Der Beteiligte zu 1) habe für die Geldgeschäfte die Bankkarte des Erblassers genutzt und die erheblichen Barabhebungen mit Schwarzgeldzahlungen für die Überstunden der Putz- und Pflegekraft erklärt.

Entlassung aus dem Amt des Testamentsvollstreckers nach § 2227 BGB – OLG Hamm 10 W 35/21

Zudem habe der Beteiligte zu 1) ohne jegliche Information oder Rücksprache die Erstellung einer vollumfänglichen Bankvollmacht zugunsten der Putz- und Pflegekraft veranlasst.

Es sei davon auszugehen, dass viele Barabhebungen vom Konto des Erblassers mit Wissen bzw. auf Anweisung des Beteiligten zu 1) durch die Putz- und Pflegekraft erfolgt seien.

Diese Vollmachterteilung sei unverantwortlich gewesen und habe den Interessen des Erblassers widersprochen.

Zudem habe die Frau zugleich im Münzgeschäft des Beteiligten zu 1) gearbeitet, so dass sich die Vermutung aufdränge, dass ihre dortige Mitarbeit durch Mittel des Erblassers finanziert worden sei.

Nachdem ihre eigene Bankkarte für die Konten des Erblassers abgelaufen gewesen sei, habe die Bank auf ihren Antrag hin eine neue Karte an den Erblasser geschickt, die jedoch nie an sie weitergeleitet worden sei.

Der Beteiligte zu 1) habe seinerzeit den gesamten Posteingang des Erblassers kontrolliert. Dieser Vorfall zeige, dass offensichtlich versucht worden sei, seine Tätigkeiten im Widerspruch zu den Wünschen des Erblassers zu verstecken.

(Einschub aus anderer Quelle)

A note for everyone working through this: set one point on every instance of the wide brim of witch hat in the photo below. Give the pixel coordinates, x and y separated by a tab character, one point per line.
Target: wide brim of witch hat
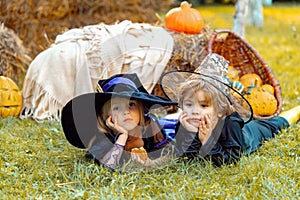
80	115
172	81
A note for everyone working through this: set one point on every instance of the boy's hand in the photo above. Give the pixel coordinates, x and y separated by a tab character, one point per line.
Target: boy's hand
115	126
205	128
184	120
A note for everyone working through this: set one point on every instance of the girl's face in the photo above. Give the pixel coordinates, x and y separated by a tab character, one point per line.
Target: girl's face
126	112
196	105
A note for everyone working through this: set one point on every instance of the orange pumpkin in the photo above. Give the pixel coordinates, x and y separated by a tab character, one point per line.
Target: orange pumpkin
268	88
10	97
184	19
233	73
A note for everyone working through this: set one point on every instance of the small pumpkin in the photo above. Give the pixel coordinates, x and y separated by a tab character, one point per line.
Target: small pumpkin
10	97
233	73
184	19
268	88
250	79
262	102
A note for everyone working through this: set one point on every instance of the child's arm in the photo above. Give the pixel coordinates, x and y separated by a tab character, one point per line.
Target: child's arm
110	154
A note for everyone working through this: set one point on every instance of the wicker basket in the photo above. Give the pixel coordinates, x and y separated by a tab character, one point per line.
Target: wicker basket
245	58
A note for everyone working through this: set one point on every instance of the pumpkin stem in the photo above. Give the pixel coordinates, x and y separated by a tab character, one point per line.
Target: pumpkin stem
185	5
255	82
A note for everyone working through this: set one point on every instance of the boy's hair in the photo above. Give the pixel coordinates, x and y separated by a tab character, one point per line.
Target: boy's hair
217	98
104	113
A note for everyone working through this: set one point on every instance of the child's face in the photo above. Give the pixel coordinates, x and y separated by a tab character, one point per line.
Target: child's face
196	105
126	112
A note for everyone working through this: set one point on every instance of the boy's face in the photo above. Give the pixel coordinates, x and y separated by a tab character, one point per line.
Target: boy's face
196	104
127	112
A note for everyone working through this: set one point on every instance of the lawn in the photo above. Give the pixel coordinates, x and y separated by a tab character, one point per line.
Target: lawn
37	162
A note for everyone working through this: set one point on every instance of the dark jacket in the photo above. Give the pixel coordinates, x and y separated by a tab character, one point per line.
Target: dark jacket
227	144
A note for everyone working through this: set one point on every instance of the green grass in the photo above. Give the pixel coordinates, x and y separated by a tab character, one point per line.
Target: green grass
36	157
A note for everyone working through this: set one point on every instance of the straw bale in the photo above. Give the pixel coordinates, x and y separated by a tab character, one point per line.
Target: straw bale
38	22
14	59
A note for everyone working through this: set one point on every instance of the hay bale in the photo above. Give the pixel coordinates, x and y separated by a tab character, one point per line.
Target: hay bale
38	22
14	58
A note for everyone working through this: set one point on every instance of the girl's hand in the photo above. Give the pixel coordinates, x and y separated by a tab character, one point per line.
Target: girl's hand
115	126
137	159
183	118
205	128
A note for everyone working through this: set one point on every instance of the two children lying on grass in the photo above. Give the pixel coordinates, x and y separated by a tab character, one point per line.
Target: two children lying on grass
215	122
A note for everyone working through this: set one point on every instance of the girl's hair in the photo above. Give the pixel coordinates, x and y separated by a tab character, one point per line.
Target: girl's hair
215	96
104	113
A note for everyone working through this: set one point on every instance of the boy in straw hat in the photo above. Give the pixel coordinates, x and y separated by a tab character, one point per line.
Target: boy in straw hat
216	121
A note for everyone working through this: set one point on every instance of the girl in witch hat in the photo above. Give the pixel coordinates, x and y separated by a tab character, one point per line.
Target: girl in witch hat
114	122
216	120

Misstrauen werde auch dadurch begründet, dass den Kindern des Beteiligten zu 1) teure mehrwöchige Sprachreisen, ein Aufenthalt in Kanada für ein Jahr und mehrmalige Luxusurlaube finanziert worden seien, obwohl dessen Geschäft nach eigenen Angaben kurz vor der Insolvenz gestanden habe. Einer Aufforderung zur Auskunftserteilung über die im Rahmen der Vollmacht getätigten Verfügungen sei der Beteiligte zu 1) nicht nachgekommen.

Zudem versuche er sie, die Beteiligte zu 2), aus ihrer Erbenstellung heraus zu drängen, indem er die haltlose Behauptung aufstelle, sie habe nach dem Tod ihrer Mutter gegen eine Pflichtteilsstrafklausel verstoßen, die jedoch nur für den Fall gelten sollte, dass der Erblasser vor seiner Ehefrau versterbe.

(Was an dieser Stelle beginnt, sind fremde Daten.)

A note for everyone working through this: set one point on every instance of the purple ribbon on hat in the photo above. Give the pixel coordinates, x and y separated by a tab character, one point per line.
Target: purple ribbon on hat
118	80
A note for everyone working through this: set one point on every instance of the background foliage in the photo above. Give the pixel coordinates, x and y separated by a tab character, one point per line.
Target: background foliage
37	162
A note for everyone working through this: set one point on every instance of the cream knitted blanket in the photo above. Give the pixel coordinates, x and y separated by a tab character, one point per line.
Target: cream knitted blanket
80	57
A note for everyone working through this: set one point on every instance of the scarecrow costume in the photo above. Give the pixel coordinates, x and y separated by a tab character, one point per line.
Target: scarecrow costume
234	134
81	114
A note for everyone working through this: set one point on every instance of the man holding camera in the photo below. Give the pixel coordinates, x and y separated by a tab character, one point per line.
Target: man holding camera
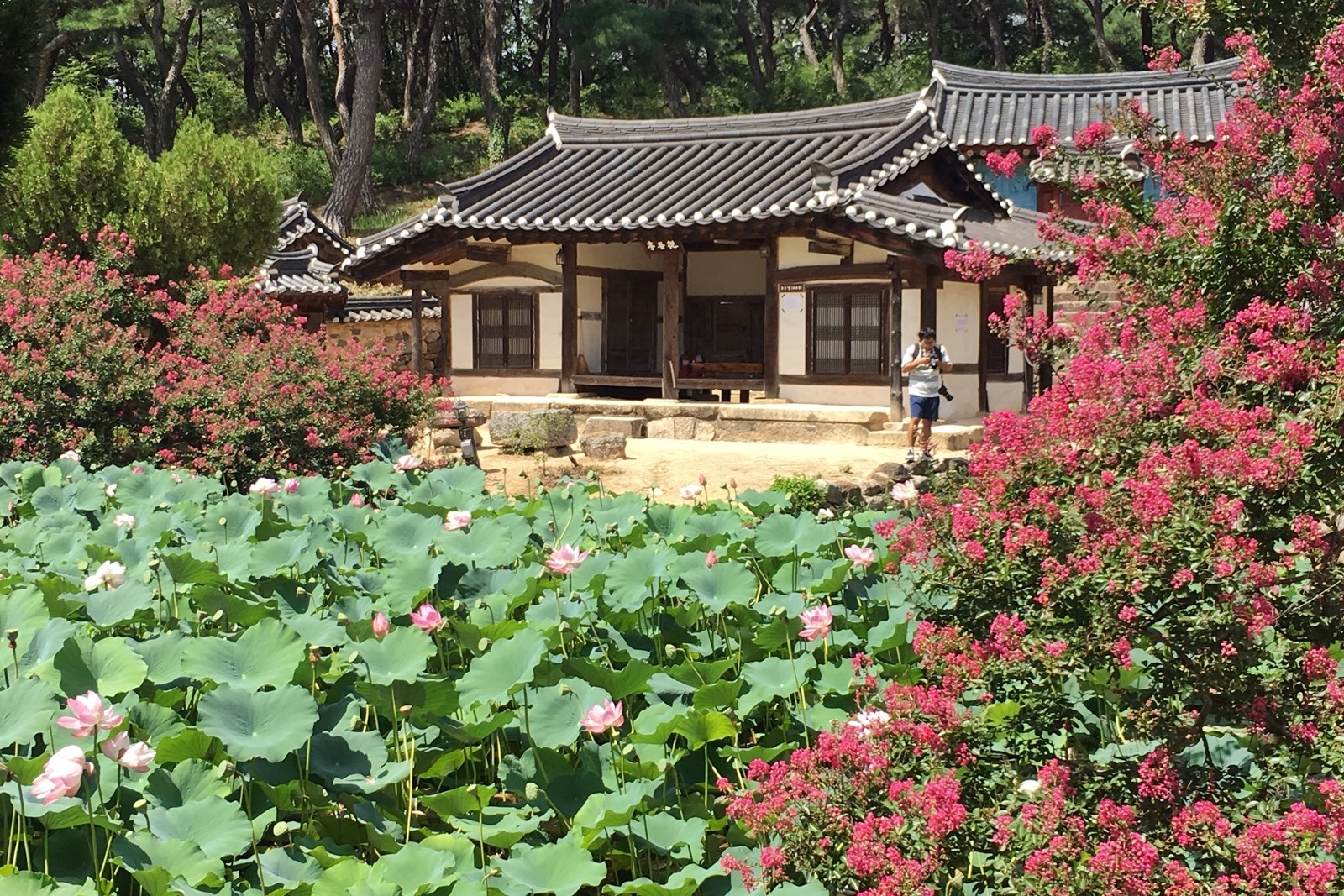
925	365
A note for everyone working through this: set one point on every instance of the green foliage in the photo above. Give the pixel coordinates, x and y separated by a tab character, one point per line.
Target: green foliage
806	496
291	739
218	202
212	201
302	170
74	175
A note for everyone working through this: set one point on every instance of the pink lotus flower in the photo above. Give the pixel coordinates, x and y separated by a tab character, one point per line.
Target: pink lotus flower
602	716
265	486
564	559
816	622
428	620
89	714
457	520
407	463
60	775
134	757
860	555
109	573
382	626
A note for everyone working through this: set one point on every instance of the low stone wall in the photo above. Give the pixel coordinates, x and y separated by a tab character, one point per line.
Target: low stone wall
394	333
710	421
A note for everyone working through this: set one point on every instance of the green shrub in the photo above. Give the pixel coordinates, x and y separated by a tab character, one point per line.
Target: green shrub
806	496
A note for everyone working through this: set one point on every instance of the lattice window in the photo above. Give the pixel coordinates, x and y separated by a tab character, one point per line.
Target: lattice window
848	329
506	329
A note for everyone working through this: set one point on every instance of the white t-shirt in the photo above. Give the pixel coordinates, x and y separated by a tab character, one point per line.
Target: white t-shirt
927	379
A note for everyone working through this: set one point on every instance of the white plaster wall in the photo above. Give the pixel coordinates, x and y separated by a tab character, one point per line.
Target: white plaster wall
725	275
622	255
463	333
793	253
958	298
591	331
1005	396
862	396
549	332
793	342
483	385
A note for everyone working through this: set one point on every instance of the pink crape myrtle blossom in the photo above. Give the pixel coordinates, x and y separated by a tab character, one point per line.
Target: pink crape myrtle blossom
816	622
134	757
89	714
265	486
381	625
62	774
427	618
564	559
109	573
604	716
860	555
456	520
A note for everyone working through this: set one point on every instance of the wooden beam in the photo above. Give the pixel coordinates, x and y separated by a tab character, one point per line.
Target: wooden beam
869	270
772	320
492	253
895	354
674	291
417	329
569	315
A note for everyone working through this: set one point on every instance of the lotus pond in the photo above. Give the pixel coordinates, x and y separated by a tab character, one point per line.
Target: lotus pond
508	726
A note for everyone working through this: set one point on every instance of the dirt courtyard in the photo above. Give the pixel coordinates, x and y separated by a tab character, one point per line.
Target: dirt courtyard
669	464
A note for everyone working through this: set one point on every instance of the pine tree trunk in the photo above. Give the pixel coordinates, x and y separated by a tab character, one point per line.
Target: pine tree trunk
353	181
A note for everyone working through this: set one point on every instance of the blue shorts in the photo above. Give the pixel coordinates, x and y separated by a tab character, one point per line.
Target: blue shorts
924	409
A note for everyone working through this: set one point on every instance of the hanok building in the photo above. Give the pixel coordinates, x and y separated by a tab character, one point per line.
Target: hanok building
795	254
304	268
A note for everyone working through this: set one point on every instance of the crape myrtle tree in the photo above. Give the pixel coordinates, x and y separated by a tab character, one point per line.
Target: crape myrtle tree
207	375
1126	669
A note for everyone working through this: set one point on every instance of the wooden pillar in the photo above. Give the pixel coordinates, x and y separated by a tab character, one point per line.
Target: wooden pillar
895	351
1047	372
569	315
417	329
672	300
772	318
444	362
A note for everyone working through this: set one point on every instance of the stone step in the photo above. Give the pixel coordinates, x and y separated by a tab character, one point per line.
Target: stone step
944	437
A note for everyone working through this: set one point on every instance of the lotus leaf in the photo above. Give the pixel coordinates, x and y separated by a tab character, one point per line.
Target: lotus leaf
266	725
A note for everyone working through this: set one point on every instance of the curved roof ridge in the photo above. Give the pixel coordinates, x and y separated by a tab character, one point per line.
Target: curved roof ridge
988	81
871	113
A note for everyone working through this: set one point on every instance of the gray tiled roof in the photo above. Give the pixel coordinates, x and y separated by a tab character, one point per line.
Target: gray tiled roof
596	175
383	308
299	275
979	107
945	226
297	221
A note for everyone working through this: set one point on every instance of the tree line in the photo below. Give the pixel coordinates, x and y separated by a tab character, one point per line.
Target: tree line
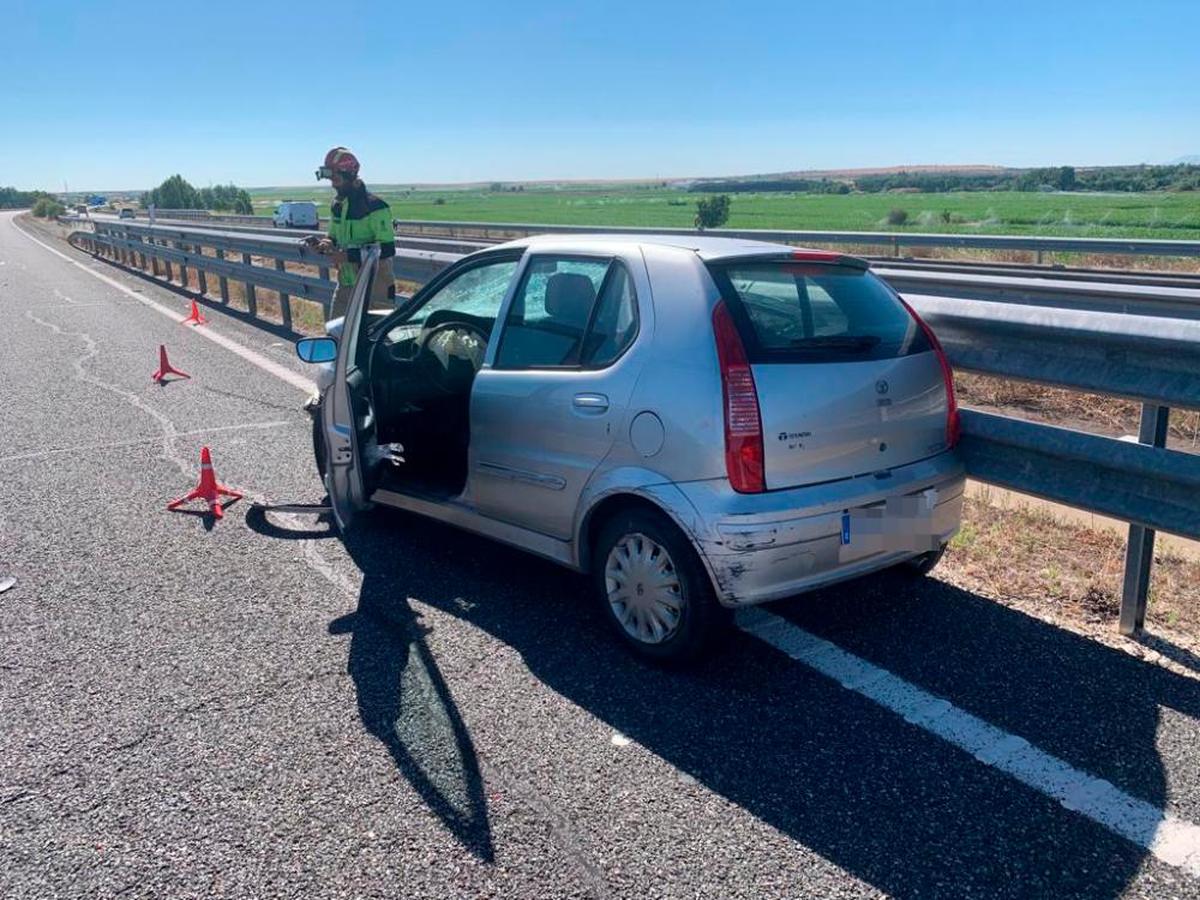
177	193
1057	178
12	198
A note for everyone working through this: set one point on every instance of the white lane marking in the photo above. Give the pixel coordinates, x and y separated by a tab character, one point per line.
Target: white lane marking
138	442
1173	840
269	366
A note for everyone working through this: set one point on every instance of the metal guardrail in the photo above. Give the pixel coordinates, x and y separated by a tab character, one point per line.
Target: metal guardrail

Die Entlassung eines Testamentsvollstreckers sei dann gerechtfertigt, wenn Umstände vorlägen, die den Erblasser, wenn er noch lebte, mutmaßlich zum Widerruf der Ernennung des Testamentsvollstreckers veranlasst hätten. Davon sei hier auszugehen.

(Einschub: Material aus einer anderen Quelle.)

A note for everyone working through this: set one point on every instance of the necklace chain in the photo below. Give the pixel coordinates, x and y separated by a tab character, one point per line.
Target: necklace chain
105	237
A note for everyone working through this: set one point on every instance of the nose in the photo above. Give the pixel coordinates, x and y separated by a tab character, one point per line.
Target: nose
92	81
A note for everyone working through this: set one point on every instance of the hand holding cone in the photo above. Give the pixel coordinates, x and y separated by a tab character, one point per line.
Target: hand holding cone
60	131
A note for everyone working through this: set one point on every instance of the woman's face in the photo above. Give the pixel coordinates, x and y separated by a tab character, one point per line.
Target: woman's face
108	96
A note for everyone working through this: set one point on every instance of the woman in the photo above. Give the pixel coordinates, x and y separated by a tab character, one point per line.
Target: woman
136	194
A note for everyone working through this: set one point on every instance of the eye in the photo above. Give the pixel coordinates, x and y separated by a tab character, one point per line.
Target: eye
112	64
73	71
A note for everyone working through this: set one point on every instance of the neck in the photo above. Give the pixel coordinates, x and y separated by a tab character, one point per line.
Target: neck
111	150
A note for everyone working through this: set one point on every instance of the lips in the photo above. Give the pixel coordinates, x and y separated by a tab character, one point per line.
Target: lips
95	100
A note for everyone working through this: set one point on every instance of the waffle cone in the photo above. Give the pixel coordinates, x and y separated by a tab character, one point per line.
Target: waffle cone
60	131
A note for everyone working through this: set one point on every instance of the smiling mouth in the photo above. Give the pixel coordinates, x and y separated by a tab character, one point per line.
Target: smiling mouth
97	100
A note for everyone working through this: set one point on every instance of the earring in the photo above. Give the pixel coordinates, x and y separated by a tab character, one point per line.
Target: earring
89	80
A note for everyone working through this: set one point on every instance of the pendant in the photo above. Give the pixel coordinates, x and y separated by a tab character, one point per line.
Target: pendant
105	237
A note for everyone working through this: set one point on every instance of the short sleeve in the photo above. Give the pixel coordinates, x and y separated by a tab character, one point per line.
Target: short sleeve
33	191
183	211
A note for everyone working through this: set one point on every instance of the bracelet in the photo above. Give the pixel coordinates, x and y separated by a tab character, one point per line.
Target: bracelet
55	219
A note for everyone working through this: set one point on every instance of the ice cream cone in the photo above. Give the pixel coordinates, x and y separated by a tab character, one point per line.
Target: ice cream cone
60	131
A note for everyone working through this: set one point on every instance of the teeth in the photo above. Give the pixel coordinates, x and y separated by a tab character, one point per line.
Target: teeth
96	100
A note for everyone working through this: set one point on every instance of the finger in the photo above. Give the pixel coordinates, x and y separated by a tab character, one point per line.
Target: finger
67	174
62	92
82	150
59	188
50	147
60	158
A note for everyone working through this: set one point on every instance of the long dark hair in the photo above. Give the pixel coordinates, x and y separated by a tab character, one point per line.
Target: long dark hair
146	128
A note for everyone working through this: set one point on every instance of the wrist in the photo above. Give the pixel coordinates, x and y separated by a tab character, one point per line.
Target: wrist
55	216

Der Erblasser habe erhebliche Vorbehalte gegen das Finanzgebaren des Beteiligten zu 1) gehegt, ohne vor seinem Tod in der Lage gewesen zu sein, diesem Einhalt zu gebieten oder die Einsetzung als Testamentsvollstrecker zu widerrufen.

Aus der vorgelegten E-Mail des Herrn H, eines Vertrauten des Erblassers, vom 07.11.2018 ergebe sich das zerrüttete Verhältnis zwischen dem Erblasser und dem Beteiligten zu 1).

Der Zeuge H habe Einblick in die finanziellen Vorgänge des Erblassers gehabt und die Beteiligte zu 2) eindringlich vor dem Beteiligten zu 1) gewarnt.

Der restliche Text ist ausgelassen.